Isabel Wilkerson relata, num trecho de seu livro Casta, As Origens de Nosso Mal-Estar, a atmosfera do sistema de ódio, violência  e segregação racial dos Estados Unidos e dos negros e negras no sul país, daquele período. Se não vejamos:

“No centro de Omaha, acenderam e prepararam uma fogueira para Will Brown. Os jornais tinham anunciado previamente o linchamento, e nada menos que 15 mil pessoas se reuniram na praça do tribunal naquele dia de setembro de 1919, e era tanta gente que não é possível distinguir os rostos no mar humano numa foto tirada do alto. Aqueles milhares de pontinhos numa fotografia – pais, avós, tios, sobrinhos, irmãos , adolescentes – estavam unidos no mesmo espírito, fundidos num organismo em si, voltados para uma única missão, não apenas para matar, mas para humilhar, torturar e incinerar outro ser humano e, juntos, aspirar de carne queimada.

Dois dias antes, uma mulher branca e seu namorado haviam dito que um negro a molestara quando o casal estava passeando na cidade. Nenhuma pessoa ainda viva sabe o que aconteceu, e desde então surgiram muitas perguntas. O rancor contra o influxo de sulistas negros  indo para o Norte durante a Grande Migração, vinha aumentando, e os policiais prenderam Will Brown, que trabalhava num abatedouro. Não houve investigação, não houve processo. Naquele dia, a turba saqueou as armas das lojas de penhores locais e disparou contra o tribunal onde Brown ficara detido”         

A influência da Revolução Russa e da Terceira Internacional chamou atenção da questão racial nos Estados Unidos e nas lutas contra o colonialismo na África, e promoveu um giro na política nacional para a luta dos negros.

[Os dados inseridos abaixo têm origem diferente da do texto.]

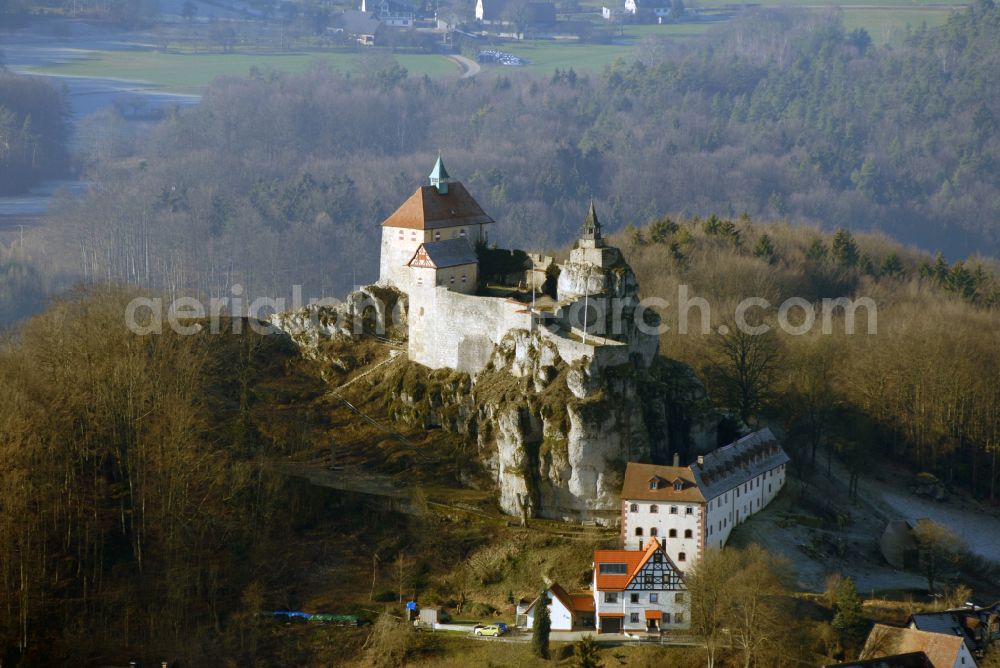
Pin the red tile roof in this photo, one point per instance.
(638, 477)
(633, 560)
(427, 209)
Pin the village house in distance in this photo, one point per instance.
(690, 508)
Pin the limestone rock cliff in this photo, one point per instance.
(555, 435)
(552, 434)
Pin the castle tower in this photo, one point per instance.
(590, 233)
(439, 177)
(437, 229)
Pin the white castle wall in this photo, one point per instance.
(458, 331)
(400, 243)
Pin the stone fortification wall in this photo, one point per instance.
(457, 331)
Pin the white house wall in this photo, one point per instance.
(710, 523)
(560, 617)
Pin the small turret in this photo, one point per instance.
(590, 233)
(439, 177)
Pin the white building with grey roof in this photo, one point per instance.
(689, 508)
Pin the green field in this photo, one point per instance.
(192, 72)
(885, 24)
(547, 55)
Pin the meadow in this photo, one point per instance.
(193, 72)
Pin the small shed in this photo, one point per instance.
(898, 545)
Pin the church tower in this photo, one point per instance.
(590, 248)
(590, 234)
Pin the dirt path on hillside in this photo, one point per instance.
(470, 68)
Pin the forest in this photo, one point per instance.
(276, 179)
(145, 512)
(33, 132)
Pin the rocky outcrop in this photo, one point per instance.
(371, 310)
(552, 434)
(555, 435)
(609, 300)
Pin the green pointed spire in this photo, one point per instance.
(591, 226)
(439, 176)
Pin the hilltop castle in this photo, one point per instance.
(434, 247)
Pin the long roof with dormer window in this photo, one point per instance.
(721, 470)
(441, 254)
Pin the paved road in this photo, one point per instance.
(470, 68)
(574, 636)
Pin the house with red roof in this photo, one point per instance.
(567, 612)
(690, 508)
(638, 590)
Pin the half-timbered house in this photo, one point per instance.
(638, 590)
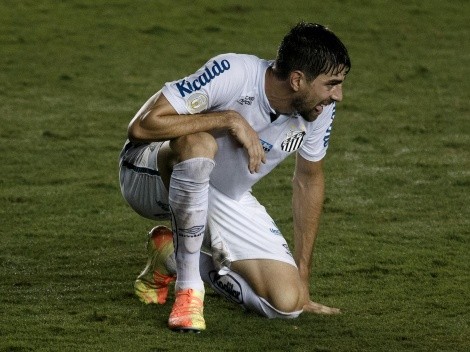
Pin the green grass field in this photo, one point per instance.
(393, 251)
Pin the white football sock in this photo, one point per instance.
(234, 287)
(188, 197)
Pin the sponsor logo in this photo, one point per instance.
(227, 286)
(266, 146)
(293, 141)
(246, 100)
(194, 231)
(188, 87)
(197, 102)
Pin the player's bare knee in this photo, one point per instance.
(197, 145)
(287, 300)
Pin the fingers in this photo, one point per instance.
(317, 308)
(257, 156)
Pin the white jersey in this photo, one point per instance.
(237, 82)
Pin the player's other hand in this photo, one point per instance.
(317, 308)
(241, 130)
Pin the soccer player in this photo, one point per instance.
(194, 151)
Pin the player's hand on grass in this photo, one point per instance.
(317, 308)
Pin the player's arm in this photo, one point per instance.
(161, 122)
(307, 203)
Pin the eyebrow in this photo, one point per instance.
(334, 81)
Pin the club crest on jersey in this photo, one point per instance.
(293, 141)
(187, 87)
(197, 102)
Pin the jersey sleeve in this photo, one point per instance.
(316, 144)
(210, 88)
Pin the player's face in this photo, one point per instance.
(314, 95)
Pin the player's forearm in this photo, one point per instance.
(308, 195)
(153, 127)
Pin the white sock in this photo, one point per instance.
(188, 196)
(234, 287)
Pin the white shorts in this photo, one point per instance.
(236, 229)
(141, 184)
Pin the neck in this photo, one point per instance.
(278, 93)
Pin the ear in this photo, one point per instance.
(296, 79)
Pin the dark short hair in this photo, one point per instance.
(312, 49)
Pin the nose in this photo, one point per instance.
(337, 93)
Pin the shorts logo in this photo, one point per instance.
(187, 87)
(246, 100)
(194, 231)
(227, 286)
(197, 102)
(293, 141)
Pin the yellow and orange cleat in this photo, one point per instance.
(152, 284)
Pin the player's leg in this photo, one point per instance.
(185, 164)
(251, 250)
(236, 288)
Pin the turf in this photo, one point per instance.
(393, 251)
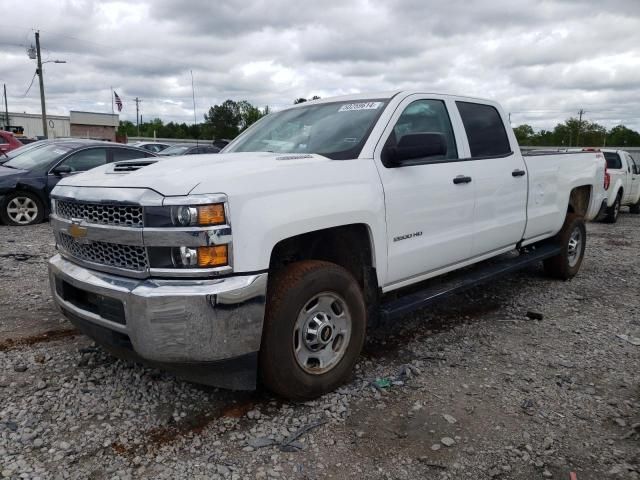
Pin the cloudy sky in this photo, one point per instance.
(543, 60)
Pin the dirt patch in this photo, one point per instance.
(49, 336)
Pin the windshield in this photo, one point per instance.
(37, 157)
(24, 148)
(336, 130)
(175, 150)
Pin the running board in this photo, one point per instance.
(482, 273)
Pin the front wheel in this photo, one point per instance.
(21, 208)
(314, 329)
(572, 239)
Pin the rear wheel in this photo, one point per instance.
(21, 208)
(572, 239)
(613, 211)
(314, 329)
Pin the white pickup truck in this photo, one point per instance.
(269, 259)
(623, 178)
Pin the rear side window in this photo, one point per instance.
(425, 116)
(86, 159)
(485, 130)
(613, 160)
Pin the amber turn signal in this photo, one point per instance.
(211, 214)
(212, 256)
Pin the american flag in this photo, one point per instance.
(118, 101)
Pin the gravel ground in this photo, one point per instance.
(472, 388)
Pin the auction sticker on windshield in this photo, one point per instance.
(350, 107)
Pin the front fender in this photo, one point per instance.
(351, 195)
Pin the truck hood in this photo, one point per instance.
(214, 173)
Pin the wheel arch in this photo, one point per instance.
(351, 246)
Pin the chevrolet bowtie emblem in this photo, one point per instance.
(76, 231)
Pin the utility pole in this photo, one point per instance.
(137, 100)
(580, 113)
(44, 110)
(6, 108)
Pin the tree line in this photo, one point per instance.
(576, 133)
(224, 121)
(230, 118)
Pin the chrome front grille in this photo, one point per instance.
(123, 215)
(129, 257)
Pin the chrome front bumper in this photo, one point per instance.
(170, 321)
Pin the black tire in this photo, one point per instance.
(613, 211)
(567, 263)
(291, 291)
(33, 214)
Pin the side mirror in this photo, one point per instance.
(416, 145)
(62, 170)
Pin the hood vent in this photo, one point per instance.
(294, 157)
(131, 166)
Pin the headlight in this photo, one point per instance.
(201, 215)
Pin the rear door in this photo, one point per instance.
(429, 217)
(500, 178)
(634, 190)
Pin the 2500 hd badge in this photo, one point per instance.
(407, 236)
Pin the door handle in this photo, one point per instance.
(461, 179)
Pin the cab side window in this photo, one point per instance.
(120, 154)
(613, 160)
(425, 117)
(485, 130)
(86, 159)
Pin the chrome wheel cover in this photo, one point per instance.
(321, 333)
(22, 210)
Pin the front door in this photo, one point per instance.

O PC passou a observar a necessidade de um programa especial para a questão que pautasse a dupla exploração dos trabalhadores negros e que compreendesse a questão negra especialmente como uma luta por libertação nacional.

Lênin formulou que todo revolucionário deveria apoiar movimentos por autodeterminação, mesmo que estes sejam liderados pelas burguesias nacionais, como meio de se opor ao imperialismo e avançar no socialismo. Os líderes da Revolução Russa tinham conseguido influenciar os comunistas estadunidenses para mudar sua abordagem das lutas dos negros na década de 1920. 

A questão racial passava então a ser vista como uma questão nacional e a luta do povo pela autodeterminação.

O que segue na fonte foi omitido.